Monday, January 21, 2019

BOOK REVIEW: Marilla of Green Gables by Sarah McCoy

Years ago, I read Anne of Green Gables by L.M. Montgomery with my daughter and I’m still nostalgic for the shared enjoyment. When I saw Sarah McCoy wrote a novel focusing on Marilla Cuthbert, the woman who took Anne in and grew to love her as a daughter, I knew it was a book I had to read.

Marilla of Green Gables is a sweet prequel to the beloved Anne series. It opens with a young Marilla working devotedly alongside her brother, Matthew, on their parents’ farm. Her father, Hugh, is a man of few (to no) words. Her mother is more sociable but currently isolated due to a difficult pregnancy. Marilla’s Aunt Izzy has just arrived from the city to help out. Izzy tries expanding Marilla’s world, if only by taking her out more to spend time with the neighbors. Marilla meets the girl who will be her closest friend, Rachel White. Marilla also becomes reacquainted with a neighbor, John Blythe. The two are destined to fall in love.

Unfortunately, tragedy strikes. Marilla’s mother dies in childbirth. Her last words extract a promise from Marilla to take care of her father and brother. No doubt, Marilla misinterprets her mother’s intention. She takes it into her head that she has promised never to leave Green Gables – never to marry or have a life of her own. Maybe it’s an excuse. She loves her home and doesn’t want to leave.
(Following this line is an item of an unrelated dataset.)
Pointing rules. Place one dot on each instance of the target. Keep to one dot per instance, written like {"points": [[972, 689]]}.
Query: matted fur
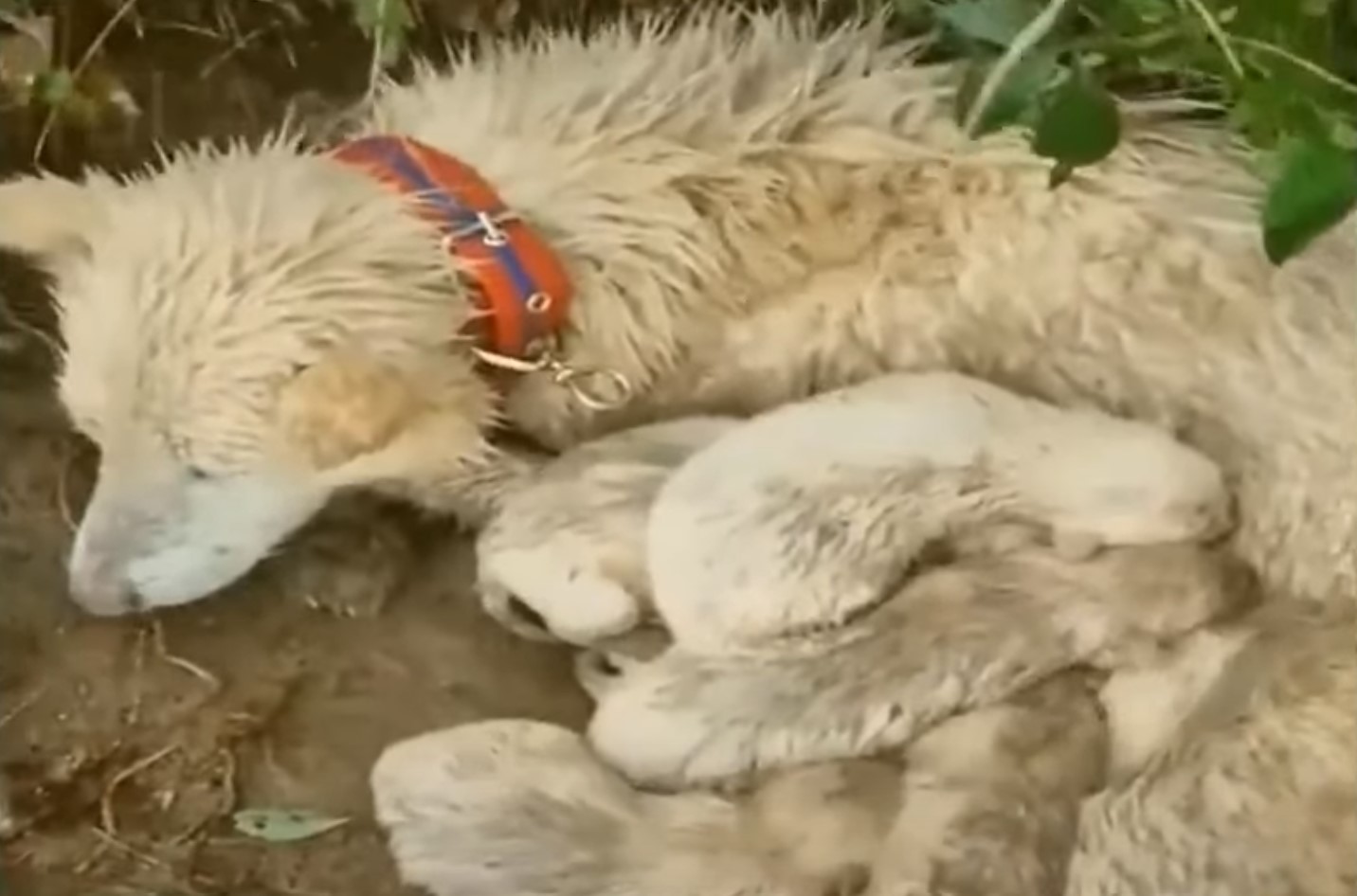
{"points": [[991, 797], [1262, 760], [955, 637], [568, 543], [752, 209], [812, 514], [986, 807]]}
Marilla leads a fairly quiet life, devoted to her family, punctuated by encounters with John that leave her questioning her choice. Often she is irritated by her own conflicting desires and strikes out, pushing John away. (Readers may grow frustrated by her here.)

Marilla is a native of Prince Edward Island. During the time frame of the novel, Canada is undergoing an upheaval as conservatives (those loyal to the Crown) and liberals (those who look to the U.S. as an example of freedom) come to violence. Marilla comes from a long line of conservatives. John is a liberal.

Additional historical context is provided with Marilla’s response to slavery in the United States. Through charity work, Marilla comes in contact with ex-slaves who have escaped by crossing into Canada. Although slavery is against the law in Canada, slave catchers are active and are supported by the government. Marilla and her aunt Izzy work with a Catholic orphanage to help runaways. This is more dangerous work than I would have expected, imagining Canada as a more welcoming haven.

The injection of these historical bits adds drama and interest to Marilla’s tale. The failed courtship gives the story poignancy and provides a plausible backstory for the Marilla of Anne’s story. You don’t have to have read Anne of Green Gables to appreciate Marilla of Green Gables, but you’ll be missing out on a beautiful classic if you don’t. Like L.M. Montgomery’s works, this book can be enjoyed by older children and adults of all ages.